The 1969 poem is rangier and more hostile than its later incarnation, venturing a wider diction and rhetoric, but is also occasionally obscure. It is formally different too, longer, of course, but with lines varying greatly in length (as short as a single word in two cases: there are also two-word and three-word lines). This creates more frequent line-breaks, with the shift of pace and emphasis this naturally gives rise to. Perhaps this underlines its more querulous tone. The new version is crisper and more focused but perhaps has slightly less energy.
It was good to revisit this thought-provoking poem from so long ago, though of course, as I have said, everything I have observed about it you will already have considered yourself. Thank you for posting both versions, David – and for occasioning in me a bout of not unpleasant nostalgia.
Clive Watkins
David Selzer
August 20, 2019Sylvia Selzer suggested I should mark the anniversary in some way. My first thought was to post NEW HEROES. She thought that was a good idea, and still does. I decided it might appear a tad pretentious – ‘here’s one I wrote earlier…’ I suspect Auden’s influence was unconsciously at work. His re-writing earlier work was something I disapproved of at the time but now find attractive. I’ve done it once before with a piece, LOST TRIBES, that was not previously published – https://www.davidselzer.com/2012/09/lost-tribes/. The original must have been penned (sic) circa ’63. I don’t think the motivation is correcting past mistakes but rather trying to making good stuff better (sic).
The change of title make may well reflect my Weltschmerz but it also reflects how quickly US space explorations – as distinct from scientific and technological investigations – became yesterday’s news. Killing the Cong by 1972 became paramount. So the re-write shifts the focus from the astronauts to the Empire, where it should have been originally – hence SAME OLD… What better to distract from imperial intentions than to play the man!
I very much appreciate your approval of my discarding the T.S. Eliot and the Peter Porter influenced stuff, and the pompous flim-flam. Some progress made in fifty years!

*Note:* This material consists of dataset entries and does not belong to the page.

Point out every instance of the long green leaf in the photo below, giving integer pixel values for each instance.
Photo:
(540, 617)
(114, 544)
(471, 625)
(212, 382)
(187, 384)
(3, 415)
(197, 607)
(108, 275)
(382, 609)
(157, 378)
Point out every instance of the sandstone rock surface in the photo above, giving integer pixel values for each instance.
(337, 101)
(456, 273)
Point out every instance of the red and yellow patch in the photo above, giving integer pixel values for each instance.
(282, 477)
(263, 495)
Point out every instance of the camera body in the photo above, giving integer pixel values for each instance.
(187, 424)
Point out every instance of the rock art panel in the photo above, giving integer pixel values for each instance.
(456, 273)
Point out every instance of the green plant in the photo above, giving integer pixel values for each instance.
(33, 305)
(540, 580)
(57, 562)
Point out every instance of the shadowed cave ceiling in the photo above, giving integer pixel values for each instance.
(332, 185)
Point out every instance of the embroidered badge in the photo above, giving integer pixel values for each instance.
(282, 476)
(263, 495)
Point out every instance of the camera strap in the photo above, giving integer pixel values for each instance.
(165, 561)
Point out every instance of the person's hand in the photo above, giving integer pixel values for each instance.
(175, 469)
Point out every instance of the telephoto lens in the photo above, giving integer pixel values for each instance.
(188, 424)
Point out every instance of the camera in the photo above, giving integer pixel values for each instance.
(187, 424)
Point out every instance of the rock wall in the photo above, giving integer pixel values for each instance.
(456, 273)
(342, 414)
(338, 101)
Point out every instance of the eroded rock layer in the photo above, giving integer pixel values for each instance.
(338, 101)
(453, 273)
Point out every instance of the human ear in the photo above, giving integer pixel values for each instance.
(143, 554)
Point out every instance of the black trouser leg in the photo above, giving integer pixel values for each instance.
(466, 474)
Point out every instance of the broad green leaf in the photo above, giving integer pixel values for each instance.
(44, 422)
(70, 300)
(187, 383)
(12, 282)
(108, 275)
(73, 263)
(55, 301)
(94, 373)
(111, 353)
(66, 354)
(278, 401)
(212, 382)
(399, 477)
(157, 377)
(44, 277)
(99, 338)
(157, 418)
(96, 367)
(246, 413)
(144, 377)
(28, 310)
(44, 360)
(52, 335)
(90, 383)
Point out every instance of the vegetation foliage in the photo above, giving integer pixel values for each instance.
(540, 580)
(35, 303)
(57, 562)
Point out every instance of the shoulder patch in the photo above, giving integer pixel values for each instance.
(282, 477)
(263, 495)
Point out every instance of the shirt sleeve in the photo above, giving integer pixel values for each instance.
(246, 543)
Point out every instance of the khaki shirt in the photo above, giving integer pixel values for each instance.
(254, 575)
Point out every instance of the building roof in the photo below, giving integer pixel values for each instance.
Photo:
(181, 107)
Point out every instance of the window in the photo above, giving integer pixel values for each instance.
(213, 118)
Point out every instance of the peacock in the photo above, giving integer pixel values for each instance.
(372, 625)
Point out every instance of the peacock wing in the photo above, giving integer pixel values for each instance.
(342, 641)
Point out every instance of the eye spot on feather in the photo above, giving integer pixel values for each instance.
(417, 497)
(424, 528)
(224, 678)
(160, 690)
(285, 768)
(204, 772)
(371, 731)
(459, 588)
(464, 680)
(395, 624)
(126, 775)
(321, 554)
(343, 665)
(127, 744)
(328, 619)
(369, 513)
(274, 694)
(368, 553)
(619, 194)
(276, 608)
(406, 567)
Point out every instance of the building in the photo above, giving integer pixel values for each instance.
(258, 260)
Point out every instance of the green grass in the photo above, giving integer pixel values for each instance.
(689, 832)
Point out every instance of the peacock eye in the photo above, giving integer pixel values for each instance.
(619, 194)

I think it was probably a mistake to drop ‘brilliant’. I was very pleased in 1969 with ‘brilliant contraptions’. I though it Audenesque – but it seemed, while I was writing SAME OLD… to be a bit cheap – and I felt the sun’s reflection would be conveyed by the simile of the coins.
So, unsurprisingly, your observations, in my opinion, are, with three exceptions, absolutely right. I still like the biting sound of ‘corrupt’ and ‘encroach’ – and the cut-off sense that the absence of ‘upon’ provides.
I changed the ‘facts’ about my great grandfather partly as a result, as you surmised, of my having my more biographical detail, but also of my knowing more about Bidston Observatory. When he went to work there it was still predominantly concerned with time – to ensure that the one o’clock gun fired each day at Morpeth Dock so captains could set their chronometers before sailing was as accurate as possible. It was also beginning to be concerned with tides – and the Moon is, of course, the main influencer of our tides. It was interested in the stars!
Many thanks, Clive, from providing such a stimulating commentary.